The National Advisory Council (NAC), headed by Sonia Gandhi, which has also worked on its own version of the Land Acquisition Bill, though, seems to differ with the government's version of the changed bill. NC Saxena, who is a member of the NAC, says that it is imperative to make sure that the land acquisition process is a win-win situation for all parties concerned, calling for "a balance between the interests of the people and the investment interest of the industry".
"No land acquisition for profit-making enterprises is not a good idea because a large number of industries are labour intensive... For industrialisation, you have to make sure that land is made available... It's also not good for the people...what happens is, when market forces enter, poor farmers are not able to get a good price and they generally give their land at a very cheap price and large farmers who are able to hold out get a good price," Mr Saxena said.

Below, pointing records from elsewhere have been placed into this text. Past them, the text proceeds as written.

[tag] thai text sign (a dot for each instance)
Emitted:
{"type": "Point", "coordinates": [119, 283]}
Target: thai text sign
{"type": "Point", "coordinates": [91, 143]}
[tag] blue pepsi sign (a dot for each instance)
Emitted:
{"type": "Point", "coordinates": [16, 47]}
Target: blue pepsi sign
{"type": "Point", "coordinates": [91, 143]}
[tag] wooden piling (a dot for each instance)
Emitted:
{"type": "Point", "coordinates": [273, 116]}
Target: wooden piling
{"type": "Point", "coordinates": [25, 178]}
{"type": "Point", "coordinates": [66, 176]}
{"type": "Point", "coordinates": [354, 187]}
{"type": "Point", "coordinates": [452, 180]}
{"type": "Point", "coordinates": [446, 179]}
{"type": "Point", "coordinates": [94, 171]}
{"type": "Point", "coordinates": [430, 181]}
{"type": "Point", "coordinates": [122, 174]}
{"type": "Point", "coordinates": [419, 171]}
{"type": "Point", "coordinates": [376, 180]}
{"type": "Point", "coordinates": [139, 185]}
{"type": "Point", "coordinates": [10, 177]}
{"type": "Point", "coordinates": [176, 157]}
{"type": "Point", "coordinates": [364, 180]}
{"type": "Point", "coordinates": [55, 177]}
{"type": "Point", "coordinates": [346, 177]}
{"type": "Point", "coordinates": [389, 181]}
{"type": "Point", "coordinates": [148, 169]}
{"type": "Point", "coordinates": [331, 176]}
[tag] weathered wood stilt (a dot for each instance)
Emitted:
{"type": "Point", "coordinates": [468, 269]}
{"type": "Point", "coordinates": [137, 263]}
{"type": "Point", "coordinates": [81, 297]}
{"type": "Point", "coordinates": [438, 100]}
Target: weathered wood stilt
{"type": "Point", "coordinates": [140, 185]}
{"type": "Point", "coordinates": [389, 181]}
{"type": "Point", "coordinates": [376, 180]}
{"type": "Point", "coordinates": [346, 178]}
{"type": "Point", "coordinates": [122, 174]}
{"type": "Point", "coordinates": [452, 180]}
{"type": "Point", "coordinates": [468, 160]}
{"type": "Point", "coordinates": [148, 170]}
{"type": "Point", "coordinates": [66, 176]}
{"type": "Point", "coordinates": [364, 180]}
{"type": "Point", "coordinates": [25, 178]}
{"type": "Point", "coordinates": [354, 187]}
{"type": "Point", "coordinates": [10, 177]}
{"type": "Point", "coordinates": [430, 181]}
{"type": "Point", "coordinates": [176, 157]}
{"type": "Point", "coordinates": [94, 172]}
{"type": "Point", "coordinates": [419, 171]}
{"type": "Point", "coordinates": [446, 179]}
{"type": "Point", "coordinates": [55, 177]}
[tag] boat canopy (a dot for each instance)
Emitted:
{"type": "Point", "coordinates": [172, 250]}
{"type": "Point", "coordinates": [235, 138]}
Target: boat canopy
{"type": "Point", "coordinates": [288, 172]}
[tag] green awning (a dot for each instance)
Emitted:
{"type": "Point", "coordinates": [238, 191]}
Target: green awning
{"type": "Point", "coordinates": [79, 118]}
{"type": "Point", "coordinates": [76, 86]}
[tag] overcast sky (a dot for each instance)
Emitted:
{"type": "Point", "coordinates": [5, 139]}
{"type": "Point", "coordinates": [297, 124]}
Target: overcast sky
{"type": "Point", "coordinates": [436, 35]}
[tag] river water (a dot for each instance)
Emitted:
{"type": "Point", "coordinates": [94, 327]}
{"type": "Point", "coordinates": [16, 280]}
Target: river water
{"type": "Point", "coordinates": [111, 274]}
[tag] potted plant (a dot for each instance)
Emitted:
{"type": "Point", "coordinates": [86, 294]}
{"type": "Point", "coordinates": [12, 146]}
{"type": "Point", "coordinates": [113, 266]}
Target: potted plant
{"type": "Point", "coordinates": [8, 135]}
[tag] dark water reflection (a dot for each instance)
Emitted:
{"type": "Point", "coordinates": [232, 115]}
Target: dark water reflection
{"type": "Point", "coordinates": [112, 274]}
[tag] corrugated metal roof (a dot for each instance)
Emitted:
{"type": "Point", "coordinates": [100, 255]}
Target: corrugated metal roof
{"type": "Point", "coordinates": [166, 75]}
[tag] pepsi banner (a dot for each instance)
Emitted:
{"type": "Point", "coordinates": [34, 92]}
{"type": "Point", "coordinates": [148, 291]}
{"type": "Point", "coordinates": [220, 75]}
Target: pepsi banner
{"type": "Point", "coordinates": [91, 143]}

He also said that restricting the government's role to only infrastructure and social sector projects was not a good idea.

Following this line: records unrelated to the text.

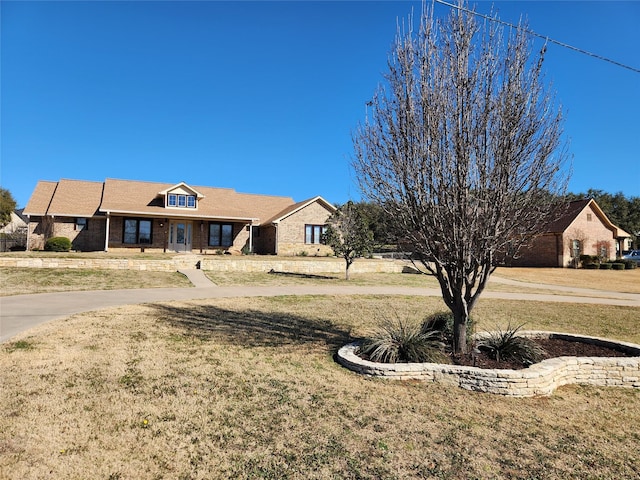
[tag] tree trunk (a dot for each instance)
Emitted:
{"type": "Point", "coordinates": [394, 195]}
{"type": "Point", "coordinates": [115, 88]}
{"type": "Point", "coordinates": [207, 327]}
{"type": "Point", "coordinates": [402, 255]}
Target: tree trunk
{"type": "Point", "coordinates": [459, 332]}
{"type": "Point", "coordinates": [346, 270]}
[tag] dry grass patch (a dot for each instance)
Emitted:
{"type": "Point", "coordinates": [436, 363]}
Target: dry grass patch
{"type": "Point", "coordinates": [247, 388]}
{"type": "Point", "coordinates": [625, 281]}
{"type": "Point", "coordinates": [17, 281]}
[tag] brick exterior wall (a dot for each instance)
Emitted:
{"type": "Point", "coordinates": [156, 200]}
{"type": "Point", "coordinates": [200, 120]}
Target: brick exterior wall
{"type": "Point", "coordinates": [592, 234]}
{"type": "Point", "coordinates": [288, 238]}
{"type": "Point", "coordinates": [291, 232]}
{"type": "Point", "coordinates": [555, 250]}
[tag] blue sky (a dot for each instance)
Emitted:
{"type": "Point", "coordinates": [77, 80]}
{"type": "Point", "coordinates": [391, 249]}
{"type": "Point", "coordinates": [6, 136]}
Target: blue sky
{"type": "Point", "coordinates": [263, 96]}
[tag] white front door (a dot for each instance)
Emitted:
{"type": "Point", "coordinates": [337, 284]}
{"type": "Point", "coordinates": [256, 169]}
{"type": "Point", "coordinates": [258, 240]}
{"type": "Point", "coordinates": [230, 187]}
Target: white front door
{"type": "Point", "coordinates": [180, 236]}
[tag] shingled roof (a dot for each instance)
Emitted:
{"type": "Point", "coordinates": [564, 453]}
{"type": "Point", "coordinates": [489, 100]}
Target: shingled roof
{"type": "Point", "coordinates": [573, 210]}
{"type": "Point", "coordinates": [78, 198]}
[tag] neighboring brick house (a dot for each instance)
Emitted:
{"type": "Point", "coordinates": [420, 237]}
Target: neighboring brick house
{"type": "Point", "coordinates": [126, 214]}
{"type": "Point", "coordinates": [584, 229]}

The NAC's views on the contentious bill are significant given some big-ticket projects that continue to hang in the balance over land acquisition, most notably the Posco steel plant project in Odisha. The 12 billion dollar proposed venture, the biggest Foreign Direct Investment (FDI) in the country so far, has not been able to take off with confusion prevailing over whether the state government would renew the Memorandum of Understanding (MoU) with the South Korean steel major for the project which expired in June 2010. There is uncertainty also on the size of investment and the annual production capacity of the proposed plant.
The state government and the company have, after several rounds of discussions, finally seemed to agree upon downsizing the earlier plan - setting up a plant with an annual capacity of 8 million tonnes in place of the 12 million tonnel steel plant that was originally envisaged - due to problems over the limited land available to them.
"We will start the project work as soon as the state government hands over 2,700 acres of land for setting up of 8 mtpa steel plant," Yung Won Yoon, CMD of Posco-India said after a marathon, 90-minute-long discussion with Chief Minister Naveen Patnaik and other senior state government officials on Wednesday.
Posco-India, which had proposed to set up a 12 mtpa steel plant near Paradip at an investment of Rs 52,000 crore, had failed to pick up due to various issues including stiff resistance from locals under the Ersama block of the Jagatsinghpur district over acquisition of land.